エレベーター内を走るリニアトレインによって宇宙空間と地球との往復は、旧時代のロケットに比べて安価かつ安全に行うことが可能となっていた。

そしてもう一つは、太陽光発電システムによるエネルギーの供給。

宇宙空間に配置された大量の発電衛星によって発生された大電力を、エレベーターはケーブルを通して地上へとおろしている。

かつて世界中を席巻した化石燃料の代替物として、過不足なく円滑に機能していることから、その供給される電力量の膨大さがわかる。

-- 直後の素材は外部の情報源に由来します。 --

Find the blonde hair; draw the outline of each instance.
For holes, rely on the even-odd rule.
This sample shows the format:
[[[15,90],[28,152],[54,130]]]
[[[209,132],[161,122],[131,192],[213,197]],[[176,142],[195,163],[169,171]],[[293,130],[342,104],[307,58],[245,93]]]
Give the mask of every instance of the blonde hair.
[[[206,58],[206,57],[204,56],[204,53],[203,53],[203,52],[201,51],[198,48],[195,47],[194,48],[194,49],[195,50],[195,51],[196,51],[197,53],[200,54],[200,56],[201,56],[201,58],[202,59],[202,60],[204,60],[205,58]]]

この軌道エレベーターを建造するために、世界は三つの国家群に集約させた。

全長五万キロメートルという巨大な建造物を完成させるには、それだけの資金力と技術力か、必要であったのである。

そして、約半世紀という長い歳月と巨額の費用が投じられ、三本の軌道エレベーターは建造された。

エネルギー資源不足の不安は一掃され、宇宙開発という新しい道が切り開かれたとだ。

しかし争いはなくならなかった。

三つの国家群は、己(おのれ)の威信と繁栄のため、常に他の国家群の動向に目を光らせていた。

他者より抜きん出るため、より多くの利益を得るため、より己の国家群が発展するため。

そこにはかつてあった冷戦時代を思わせる、お互いの腹を探り合うような緊迫した雰囲気が漂っていた。

もちろん、それだけではない。

世界には民族紛争もあった。

宗教戦争もあった。

各地で続く小競り合いのような内乱もあった。

人は争うことをやめられないでいた。

二十四世紀に入ってもなお、世界には戦争の影が色濃く残っていた。